LISA Home page [© 2010 • ISSN 1420-3693 • www.localization.org]
© 2010 SMP Marketing • ISSN 1420-3693 • www.localization.org
Where ARE Those Strings???
Finding and Externalizing UI Text from Code into Resource Files

John White, 1-for-All Marketing

Sooner or later, most of us who work with international software products find untranslated strings popping up in the middle of our translated user interface (UI). These don’t usually prevent the product from running properly, but they are most unwelcome, and we devote a lot of time to eliminating them so that our customers don’t find them and complain about them.

As the Pareto Principle suggests, we have taken care of 80% of the strings in the product with only 20% of our effort, but the last 20% of the strings seems to require 80% of our effort.
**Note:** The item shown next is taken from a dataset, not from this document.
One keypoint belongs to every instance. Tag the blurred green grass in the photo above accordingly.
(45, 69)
In this article, we’ll explore the process of eradicating untranslated strings.


John White

Background

To properly localize a software product for the needs of particular region, you’ll find it best in the long run to first internationalize the software, as in Figure 1, so that no matter how you need to change it for user interface or business logic, the code base at the core of the product is always the same (sometimes called a single worldwide binary). You then externalize those features and characteristics that can change from one region (or locale) to another—language, color scheme and accounting standards, for example—to separate resource files that vary from locale to locale, then call them from your single, common code base.

Figure 1

Figure 1

While it has become easier and easier for developers to internationalize their products in this way, rarely does anybody do it completely right the first time. And, while there are techniques for ensuring that the product has been properly internationalized, most companies new to localization will probably not devote resources to them. So, what we’ve seen time and again is this process:

  • the resource files go out for translation and come back in
  • we rebuild the product and perform QA
  • we find, in the middle of an otherwise translated screen, untranslated strings
  • we take a screenshot, as in Figure 2, and submit it as a bug
Figure 2

Figure 2

I. Did the translator miss them (or choose to skip them)?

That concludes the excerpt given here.